Given the initial association of COVID-19 with cold weather, early fake news advised against eating ice cream. That lie was more prevalent in places like India than Europe, but it was prevalent enough that the World Health Organisation felt it had to set the record straight.

The production of ‘super premium’ ice cream has also been affected by problems with sourcing. If you’re going to boast of using Madagascar vanilla, or West African cocoa, then the spread of the pandemic in Africa is going to raise prices.

And ice cream is a very price-sensitive product. Even large companies face a stiff challenge from supermarket own-brands, with profits made on volumes sold.

But ice cream has been most hard hit when it’s the type sold by specialist parlours. Social distancing rules are difficult to meet for ice cream.

Soft serve will not survive home delivery. Most ice cream wouldn’t if the trip takes longer than 20 minutes. Even if it did, our ice cream preferences would wreak chaos on establishments taking orders.

Ice cream combinations exceed those of pizza by far. With just three flavours on offer, you have six different options. Beyond that, it’s dizzying. And how do you deal with hot fudge? Or caramel?

Simplification doesn’t help much. If an establishment decides that it will only deliver in tubs, most would need to invest in (expensive) family-sized containers.

But the major problem is another. Ice cream is unlike pizza in another key respect. Take-home pizza is a genuine pleasure. Pizza in front of the TV, the mozzarella stretching as you hold a slice in hand, in good company... arguably tastes better than it does at the pizzeria, even if the cardboard box imparted some of its flavour.

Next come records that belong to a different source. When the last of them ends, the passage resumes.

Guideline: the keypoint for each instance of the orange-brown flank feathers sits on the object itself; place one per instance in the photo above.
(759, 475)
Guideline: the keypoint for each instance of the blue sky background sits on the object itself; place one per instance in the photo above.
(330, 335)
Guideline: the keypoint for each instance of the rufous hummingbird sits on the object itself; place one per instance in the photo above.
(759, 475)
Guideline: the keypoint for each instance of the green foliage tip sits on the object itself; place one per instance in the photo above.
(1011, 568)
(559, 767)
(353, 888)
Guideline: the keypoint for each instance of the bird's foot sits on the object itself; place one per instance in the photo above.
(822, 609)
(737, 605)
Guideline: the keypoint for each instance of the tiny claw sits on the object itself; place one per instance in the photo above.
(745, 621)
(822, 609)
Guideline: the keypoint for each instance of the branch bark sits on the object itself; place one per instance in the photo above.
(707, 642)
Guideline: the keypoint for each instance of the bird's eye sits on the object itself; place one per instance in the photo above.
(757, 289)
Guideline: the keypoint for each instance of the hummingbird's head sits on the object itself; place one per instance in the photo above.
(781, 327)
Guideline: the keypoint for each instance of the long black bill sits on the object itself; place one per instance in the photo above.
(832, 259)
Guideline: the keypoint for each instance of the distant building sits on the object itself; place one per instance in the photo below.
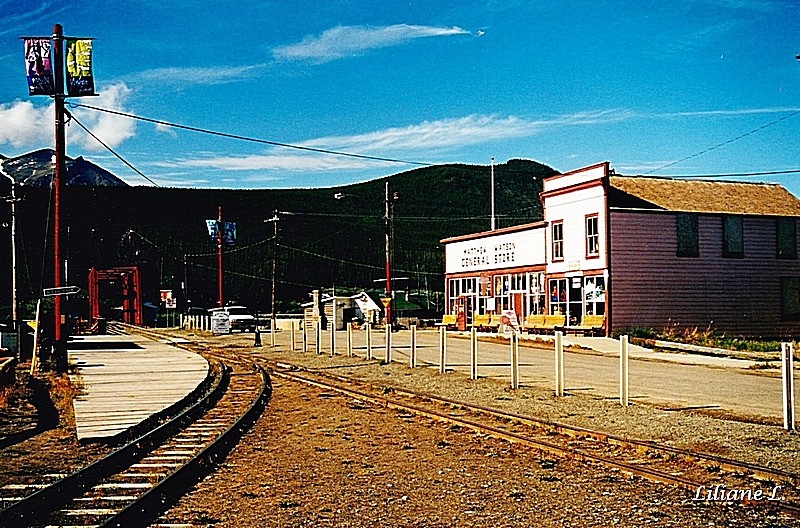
(641, 251)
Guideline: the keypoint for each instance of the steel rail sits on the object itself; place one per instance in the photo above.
(38, 505)
(147, 508)
(653, 475)
(756, 471)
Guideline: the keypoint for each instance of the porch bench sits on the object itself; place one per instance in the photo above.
(544, 323)
(485, 322)
(449, 321)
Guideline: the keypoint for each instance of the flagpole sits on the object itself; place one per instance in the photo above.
(494, 226)
(219, 254)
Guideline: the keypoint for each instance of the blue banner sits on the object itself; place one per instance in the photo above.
(39, 66)
(79, 67)
(228, 232)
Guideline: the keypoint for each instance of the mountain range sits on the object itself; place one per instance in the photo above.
(35, 169)
(324, 237)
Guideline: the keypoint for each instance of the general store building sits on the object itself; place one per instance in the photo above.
(642, 252)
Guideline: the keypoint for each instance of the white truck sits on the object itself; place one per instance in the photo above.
(239, 318)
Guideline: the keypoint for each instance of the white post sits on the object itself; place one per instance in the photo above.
(442, 349)
(514, 360)
(623, 371)
(787, 381)
(35, 355)
(558, 342)
(412, 355)
(333, 326)
(369, 341)
(333, 338)
(349, 340)
(318, 336)
(388, 356)
(473, 353)
(493, 223)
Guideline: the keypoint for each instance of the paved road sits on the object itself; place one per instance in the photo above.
(671, 383)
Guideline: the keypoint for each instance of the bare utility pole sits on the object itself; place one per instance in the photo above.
(58, 172)
(220, 227)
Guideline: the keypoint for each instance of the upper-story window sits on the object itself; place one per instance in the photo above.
(558, 240)
(732, 236)
(592, 236)
(786, 241)
(688, 235)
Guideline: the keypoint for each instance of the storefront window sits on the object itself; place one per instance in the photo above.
(594, 292)
(577, 296)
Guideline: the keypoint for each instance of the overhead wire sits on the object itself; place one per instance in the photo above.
(107, 147)
(728, 142)
(252, 139)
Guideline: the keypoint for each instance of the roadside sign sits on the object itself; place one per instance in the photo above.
(220, 323)
(61, 290)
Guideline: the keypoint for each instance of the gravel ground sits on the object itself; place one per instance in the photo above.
(321, 459)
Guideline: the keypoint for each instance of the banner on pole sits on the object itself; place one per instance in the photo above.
(39, 66)
(228, 231)
(79, 67)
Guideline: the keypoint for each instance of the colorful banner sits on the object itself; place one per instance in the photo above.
(39, 66)
(79, 67)
(228, 232)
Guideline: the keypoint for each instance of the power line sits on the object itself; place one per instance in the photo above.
(728, 142)
(734, 174)
(137, 171)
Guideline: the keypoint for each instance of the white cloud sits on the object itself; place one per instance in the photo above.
(112, 129)
(344, 41)
(463, 131)
(407, 142)
(28, 126)
(196, 76)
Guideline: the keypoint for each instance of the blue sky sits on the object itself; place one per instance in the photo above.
(688, 87)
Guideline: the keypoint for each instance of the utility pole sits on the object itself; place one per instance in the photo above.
(388, 257)
(58, 171)
(273, 318)
(220, 227)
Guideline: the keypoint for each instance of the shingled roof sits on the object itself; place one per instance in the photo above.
(705, 196)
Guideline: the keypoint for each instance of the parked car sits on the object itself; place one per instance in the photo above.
(239, 318)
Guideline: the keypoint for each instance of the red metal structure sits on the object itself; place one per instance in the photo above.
(128, 277)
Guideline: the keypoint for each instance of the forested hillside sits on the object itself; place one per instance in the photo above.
(322, 242)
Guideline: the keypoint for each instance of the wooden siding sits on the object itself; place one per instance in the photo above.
(652, 287)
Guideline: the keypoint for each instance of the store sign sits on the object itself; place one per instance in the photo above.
(523, 248)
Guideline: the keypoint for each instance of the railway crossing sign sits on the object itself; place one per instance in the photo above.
(61, 290)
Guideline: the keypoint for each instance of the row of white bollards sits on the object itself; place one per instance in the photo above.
(787, 361)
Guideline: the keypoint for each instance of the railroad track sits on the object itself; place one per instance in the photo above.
(137, 482)
(655, 462)
(699, 473)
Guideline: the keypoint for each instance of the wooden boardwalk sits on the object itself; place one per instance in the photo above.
(124, 379)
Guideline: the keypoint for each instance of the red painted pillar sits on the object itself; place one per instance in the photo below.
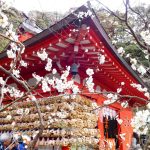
(101, 130)
(100, 100)
(125, 128)
(65, 148)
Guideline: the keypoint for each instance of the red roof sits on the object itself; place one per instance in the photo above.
(73, 34)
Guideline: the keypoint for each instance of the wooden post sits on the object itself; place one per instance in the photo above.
(125, 128)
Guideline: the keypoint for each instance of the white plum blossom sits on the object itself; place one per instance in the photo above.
(2, 82)
(141, 70)
(89, 72)
(139, 88)
(65, 73)
(48, 66)
(11, 54)
(120, 121)
(42, 54)
(23, 63)
(101, 59)
(16, 73)
(75, 89)
(133, 61)
(119, 90)
(121, 51)
(8, 117)
(122, 83)
(133, 67)
(54, 71)
(148, 105)
(141, 121)
(146, 36)
(31, 97)
(110, 95)
(3, 20)
(37, 77)
(45, 86)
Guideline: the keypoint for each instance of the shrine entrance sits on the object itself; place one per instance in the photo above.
(111, 132)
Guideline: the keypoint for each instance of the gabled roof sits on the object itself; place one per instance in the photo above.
(111, 73)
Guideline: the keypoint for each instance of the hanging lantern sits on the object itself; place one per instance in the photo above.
(74, 69)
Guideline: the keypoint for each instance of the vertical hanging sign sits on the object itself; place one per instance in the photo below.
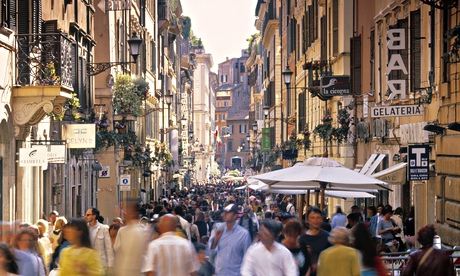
(419, 162)
(266, 139)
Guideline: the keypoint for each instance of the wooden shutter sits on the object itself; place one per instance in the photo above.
(323, 38)
(311, 28)
(335, 27)
(356, 65)
(23, 16)
(415, 51)
(315, 19)
(37, 16)
(302, 111)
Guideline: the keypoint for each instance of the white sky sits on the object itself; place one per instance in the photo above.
(222, 25)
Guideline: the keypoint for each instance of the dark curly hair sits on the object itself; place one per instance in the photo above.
(362, 241)
(426, 235)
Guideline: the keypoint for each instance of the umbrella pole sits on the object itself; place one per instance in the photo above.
(323, 199)
(317, 198)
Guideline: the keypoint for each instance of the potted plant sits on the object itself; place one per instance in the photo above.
(128, 95)
(341, 132)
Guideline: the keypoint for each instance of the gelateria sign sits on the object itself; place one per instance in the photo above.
(396, 41)
(396, 111)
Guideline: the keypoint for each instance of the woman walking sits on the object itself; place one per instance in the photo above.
(79, 258)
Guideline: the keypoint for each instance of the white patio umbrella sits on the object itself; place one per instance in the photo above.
(320, 173)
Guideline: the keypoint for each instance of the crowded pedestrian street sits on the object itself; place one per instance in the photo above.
(230, 138)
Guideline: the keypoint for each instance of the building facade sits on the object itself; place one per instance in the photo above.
(232, 113)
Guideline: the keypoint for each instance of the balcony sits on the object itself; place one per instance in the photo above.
(44, 59)
(43, 76)
(164, 14)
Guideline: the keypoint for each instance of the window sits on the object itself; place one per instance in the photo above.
(372, 61)
(415, 51)
(153, 55)
(323, 53)
(302, 111)
(335, 27)
(356, 65)
(7, 13)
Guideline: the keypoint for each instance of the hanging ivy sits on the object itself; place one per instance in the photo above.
(340, 133)
(325, 129)
(128, 95)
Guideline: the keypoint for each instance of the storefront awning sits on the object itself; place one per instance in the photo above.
(394, 175)
(372, 163)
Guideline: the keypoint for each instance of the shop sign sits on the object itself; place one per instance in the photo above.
(266, 145)
(396, 41)
(396, 111)
(125, 183)
(335, 86)
(104, 172)
(33, 157)
(56, 154)
(79, 136)
(117, 5)
(419, 162)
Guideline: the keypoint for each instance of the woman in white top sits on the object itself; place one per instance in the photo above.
(8, 265)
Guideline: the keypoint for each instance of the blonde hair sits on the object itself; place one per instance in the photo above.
(60, 222)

Ice cream is unlike any other food in its symbolism

The ice cream experience is different. Buying an ice cream begins with the desire that precedes it. It could be the hot chase after the tinkling van, so that by the time the cone is in your hands, anything tastes good, even one thin on butterfat and big on air.

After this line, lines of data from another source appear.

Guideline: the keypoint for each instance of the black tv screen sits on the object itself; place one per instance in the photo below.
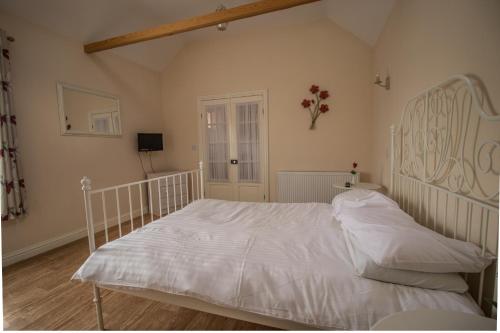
(150, 141)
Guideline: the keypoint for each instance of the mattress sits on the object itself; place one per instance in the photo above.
(287, 261)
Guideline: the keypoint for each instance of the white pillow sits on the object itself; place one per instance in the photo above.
(392, 239)
(365, 267)
(359, 198)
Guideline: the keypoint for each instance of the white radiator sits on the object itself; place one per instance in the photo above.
(311, 186)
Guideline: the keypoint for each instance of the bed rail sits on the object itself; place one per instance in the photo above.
(190, 184)
(444, 169)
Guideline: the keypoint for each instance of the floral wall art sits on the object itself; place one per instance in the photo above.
(316, 105)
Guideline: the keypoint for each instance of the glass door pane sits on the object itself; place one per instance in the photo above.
(248, 142)
(217, 143)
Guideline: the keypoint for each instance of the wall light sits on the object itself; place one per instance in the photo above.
(386, 85)
(221, 26)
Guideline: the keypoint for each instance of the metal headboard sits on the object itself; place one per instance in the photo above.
(445, 166)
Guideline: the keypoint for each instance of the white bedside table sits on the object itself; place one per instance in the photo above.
(435, 320)
(362, 186)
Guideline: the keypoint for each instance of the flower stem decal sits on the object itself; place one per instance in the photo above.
(316, 106)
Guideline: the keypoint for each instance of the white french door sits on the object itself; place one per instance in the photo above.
(233, 146)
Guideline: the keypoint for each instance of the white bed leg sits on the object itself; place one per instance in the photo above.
(98, 308)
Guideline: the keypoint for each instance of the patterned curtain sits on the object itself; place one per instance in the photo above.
(11, 179)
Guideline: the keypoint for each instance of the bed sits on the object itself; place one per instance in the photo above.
(288, 265)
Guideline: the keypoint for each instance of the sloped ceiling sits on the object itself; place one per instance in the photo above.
(91, 20)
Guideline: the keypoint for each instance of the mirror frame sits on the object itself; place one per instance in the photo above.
(62, 115)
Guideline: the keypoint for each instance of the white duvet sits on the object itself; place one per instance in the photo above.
(288, 261)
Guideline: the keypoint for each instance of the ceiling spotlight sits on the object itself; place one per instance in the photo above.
(221, 26)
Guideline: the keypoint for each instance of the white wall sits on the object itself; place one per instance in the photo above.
(423, 43)
(53, 164)
(286, 61)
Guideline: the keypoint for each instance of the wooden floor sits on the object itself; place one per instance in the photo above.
(38, 295)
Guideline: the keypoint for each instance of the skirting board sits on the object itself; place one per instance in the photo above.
(49, 244)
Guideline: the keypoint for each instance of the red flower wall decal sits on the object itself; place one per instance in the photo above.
(317, 107)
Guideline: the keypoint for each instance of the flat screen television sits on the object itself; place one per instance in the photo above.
(150, 141)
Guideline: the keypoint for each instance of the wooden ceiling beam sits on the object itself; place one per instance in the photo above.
(197, 22)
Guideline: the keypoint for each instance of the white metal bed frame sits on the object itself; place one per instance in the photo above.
(420, 140)
(441, 163)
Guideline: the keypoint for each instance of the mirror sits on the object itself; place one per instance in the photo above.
(87, 112)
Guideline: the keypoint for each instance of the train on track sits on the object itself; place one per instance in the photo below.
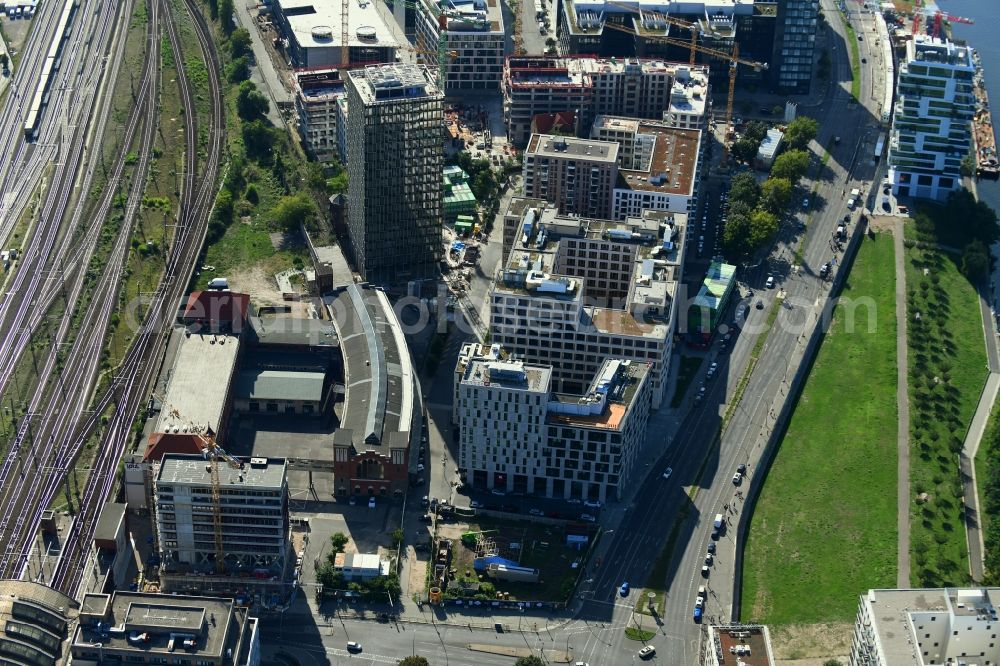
(49, 68)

If you’re in a gelateria, then the experience begins with staring longingly at all the flavours – never the same as reading them off the menu. It’s about looking at the expert assemblage of the ice cream in the cone, with the nuts and the fudge, and the years of experience you bring to the delicate operation of eating it slowly but deliberately, licking it into shape, so that not a drop is wasted.

Ice cream is unlike any other food in its symbolism. If you eat any other food while walking in the street, it means you’re in an unseemly hurry. Ice cream, however, was made to be eaten on promenades. To eat an ice cream while walking is the very symbol of leisure.

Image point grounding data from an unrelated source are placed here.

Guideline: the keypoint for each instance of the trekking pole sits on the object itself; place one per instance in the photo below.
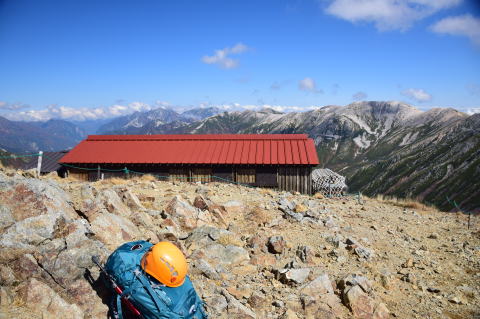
(117, 289)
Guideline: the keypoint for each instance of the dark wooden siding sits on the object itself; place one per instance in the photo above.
(224, 174)
(266, 176)
(288, 178)
(295, 179)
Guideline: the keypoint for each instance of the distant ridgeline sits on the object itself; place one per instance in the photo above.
(386, 148)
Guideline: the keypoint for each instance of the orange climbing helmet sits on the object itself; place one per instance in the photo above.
(166, 263)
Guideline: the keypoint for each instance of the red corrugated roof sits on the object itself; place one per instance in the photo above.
(290, 149)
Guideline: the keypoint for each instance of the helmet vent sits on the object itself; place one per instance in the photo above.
(136, 247)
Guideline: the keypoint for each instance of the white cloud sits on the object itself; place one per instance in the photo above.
(464, 25)
(473, 110)
(359, 96)
(418, 95)
(222, 59)
(13, 107)
(82, 113)
(387, 14)
(309, 85)
(473, 89)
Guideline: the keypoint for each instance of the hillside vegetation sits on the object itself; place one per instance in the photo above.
(385, 148)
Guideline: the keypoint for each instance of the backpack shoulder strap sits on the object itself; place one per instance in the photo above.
(119, 307)
(157, 299)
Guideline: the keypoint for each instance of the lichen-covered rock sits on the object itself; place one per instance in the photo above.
(46, 303)
(114, 230)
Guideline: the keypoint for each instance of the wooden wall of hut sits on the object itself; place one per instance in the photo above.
(295, 179)
(288, 178)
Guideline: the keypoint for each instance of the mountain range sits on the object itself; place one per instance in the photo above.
(386, 148)
(150, 122)
(28, 137)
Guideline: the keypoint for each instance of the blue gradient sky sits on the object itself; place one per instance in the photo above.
(95, 54)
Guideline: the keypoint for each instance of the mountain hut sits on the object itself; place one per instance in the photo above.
(282, 161)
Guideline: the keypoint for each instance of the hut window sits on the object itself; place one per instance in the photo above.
(246, 175)
(178, 174)
(203, 175)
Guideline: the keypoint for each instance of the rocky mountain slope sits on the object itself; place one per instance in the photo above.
(382, 147)
(155, 121)
(252, 253)
(28, 137)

All this experience is severely curtailed by the social distancing rules. Ice cream queues are not new. But the queues we’re used to are those where we all press against the display glass, craning necks for sneak peeks. Now, with many parlours, only one set of clients is permitted at any one time, and they have to rush, since others are waiting behind them.

That kills the spontaneity of “Let’s have an ice cream”. It gives some people enough time for second thoughts about their waistline, and a rationale for parents struggling with insistent children.

Above all, it strangles the spirt of ice cream. “I’ll eat this before the sun melts it.” “I’ll eat this and won’t get fat.” Ice cream is optimism: a taste of a smooth, soothing world, tailored to our personal tastes.

Its chew – stretchiness – is like a lingering kiss that never disappoints. Even the most sophisticated artisanal ice cream brings back fuzzy memories of childhood. When, before the pine-cone ice cream served at the latest fashionable ice cream, had you tasted pine cones – if not the time when you surreptitiously licked one before your father’s back?

It’s this experience – of spontaneity, nostalgia, adventure – that has had a stake driven through its heart by the pandemic. By killing off optimism, and introducing a wariness towards anything around us, COVID-19 has changed our relationship to ice cream.

No wonder it took two enterprising Italians in Milan to come up with a rejoinder: a special COVID gelato called, La Cura. Sales, as they say, have gone viral.